Multisignature - Multisig
Instead of splitting keys, multisignature technology uses multiple different keys to secure bitcoin holdings. Most custodial services, such as BitGo, Gemini and River use this technology, which is native to the bitcoin network and its protocol. Some companies such as BitGo have taken a stance against MPC as a default way to secure private keys, in favour of using multisig:
Multisig allows business operators to each have one unique key in a M-of-N scheme among other things, where only M keys are required to sign off on a bitcoin transaction. Being native to the bitcoin protocol, multisig is extremely resilient, robust and time-tested.
- Battle-tested and peer-reviewed cryptography that leverages native technology from the bitcoin protocol, which is used in many other production deployments in other industries
- Open-source standard for multiple market participants building secure key management
- Flexible key assignment to different authorized signers with compatibility to most HSMs to optimize for accessibility and security of funds
- Privacy limitations due to the public footprint of signing key identities on the bitcoin block chain when a multisig transaction is signed and broadcast though Taproot and Schnorr signature aggregation significantly limit that risk
- Not compatible with other shitcoins
Looking at the available technologies for bitcoin custody, there are many other considerations to think about when choosing a custody provider.
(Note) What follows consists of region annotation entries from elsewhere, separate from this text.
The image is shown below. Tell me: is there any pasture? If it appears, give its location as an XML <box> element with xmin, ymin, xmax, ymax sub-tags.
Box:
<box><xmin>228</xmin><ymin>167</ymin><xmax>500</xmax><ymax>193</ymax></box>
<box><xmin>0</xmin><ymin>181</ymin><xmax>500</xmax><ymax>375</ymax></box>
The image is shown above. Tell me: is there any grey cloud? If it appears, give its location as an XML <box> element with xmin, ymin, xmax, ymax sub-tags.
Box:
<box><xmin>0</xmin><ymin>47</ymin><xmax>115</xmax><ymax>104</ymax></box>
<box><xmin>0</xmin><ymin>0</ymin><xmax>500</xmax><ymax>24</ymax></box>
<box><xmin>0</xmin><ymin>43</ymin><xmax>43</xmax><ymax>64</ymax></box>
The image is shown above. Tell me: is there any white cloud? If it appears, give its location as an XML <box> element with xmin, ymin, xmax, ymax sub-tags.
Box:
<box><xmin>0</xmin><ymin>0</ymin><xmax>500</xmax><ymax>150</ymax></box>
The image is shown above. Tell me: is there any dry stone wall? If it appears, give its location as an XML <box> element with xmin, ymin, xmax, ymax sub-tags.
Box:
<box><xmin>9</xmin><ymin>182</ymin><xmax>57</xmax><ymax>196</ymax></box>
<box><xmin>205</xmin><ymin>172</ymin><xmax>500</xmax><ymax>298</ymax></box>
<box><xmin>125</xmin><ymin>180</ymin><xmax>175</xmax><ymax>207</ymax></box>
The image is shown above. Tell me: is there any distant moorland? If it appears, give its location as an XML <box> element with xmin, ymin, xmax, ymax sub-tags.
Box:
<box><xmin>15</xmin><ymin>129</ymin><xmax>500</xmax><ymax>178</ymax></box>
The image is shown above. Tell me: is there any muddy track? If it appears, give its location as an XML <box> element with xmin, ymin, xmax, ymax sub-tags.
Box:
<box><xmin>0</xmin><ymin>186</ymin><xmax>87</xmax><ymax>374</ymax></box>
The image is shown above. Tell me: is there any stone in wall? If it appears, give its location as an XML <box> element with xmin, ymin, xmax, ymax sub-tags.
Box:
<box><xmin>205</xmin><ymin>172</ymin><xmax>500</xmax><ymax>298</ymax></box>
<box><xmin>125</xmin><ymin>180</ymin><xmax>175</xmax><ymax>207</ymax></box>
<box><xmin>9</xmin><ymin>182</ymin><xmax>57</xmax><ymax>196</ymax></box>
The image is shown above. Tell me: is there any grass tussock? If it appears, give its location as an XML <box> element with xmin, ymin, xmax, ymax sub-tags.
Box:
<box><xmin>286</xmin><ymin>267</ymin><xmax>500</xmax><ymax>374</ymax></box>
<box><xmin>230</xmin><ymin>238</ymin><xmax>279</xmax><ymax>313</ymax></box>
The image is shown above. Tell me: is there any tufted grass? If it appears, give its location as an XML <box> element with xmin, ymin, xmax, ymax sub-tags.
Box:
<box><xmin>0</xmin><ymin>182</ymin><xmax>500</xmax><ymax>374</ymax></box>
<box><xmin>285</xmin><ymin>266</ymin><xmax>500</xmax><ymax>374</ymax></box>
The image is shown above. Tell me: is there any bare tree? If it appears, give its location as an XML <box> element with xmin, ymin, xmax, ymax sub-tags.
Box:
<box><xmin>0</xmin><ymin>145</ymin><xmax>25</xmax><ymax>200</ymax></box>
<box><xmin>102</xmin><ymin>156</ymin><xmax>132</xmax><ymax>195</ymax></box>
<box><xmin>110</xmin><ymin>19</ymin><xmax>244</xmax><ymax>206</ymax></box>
- Air-gapped systems where all the private keys are managed offline for the entire lifecycle, which are also referred to as cold storage.
- Hardware security modules (HSM) store private keys with a narrow API, which cannot extract the private key but only sign transactions and enforce spending policies.
- Multi-factor authentication (MFA) where multiple devices, passwords, time-based one-time passwords (TOTP) and other authentication methods are required to access privileged resources.
- Rebalancing between cold storage and hot wallets where private keys are connected to a network is often required for businesses using custodians for their main operations. Automating all processes for hot wallets where transactions and private key accessibility are important is a balancing act when managing cold storage vaults holding large amounts of bitcoin, where manual procedures are often required for signing off on withdrawals. A warm wallet is also often introduced as a buffer between them to optimize for accessibility of funds and security.
Holding bitcoin securely is no small task, and while there are a few sophisticated options available, simplicity in conservative implementations are always more prudent. Using bitcoin’s native multisignature seems to be the most robust, stable, flexible and accessible way to secure large bitcoin holdings. And yet, most large custodians today use other less-proven technologies, such as MPC, to avoid technical overheads of having to interface with multiple shitcoin networks.
Another noteworthy point is that most, if not all, organizations rely on trusted third parties to custody their bitcoins as the practice of institutional self-custody is not usual historically. While that may be a legal requirement for them in terms of separation of duties, there are alternatives where self-custody for organizations are being built to minimize counterparty risk coming from bitcoin custody. Companies such as Unchained allow collaborative bitcoin custody where different institutions hold keys to secure their customers’ holdings. Companies such as Revault also contribute to other security models using native bitcoin technologies to have funds delegation, emergency transactions and other security flows, which provide flexible custody policies while not relying on a trusted third party.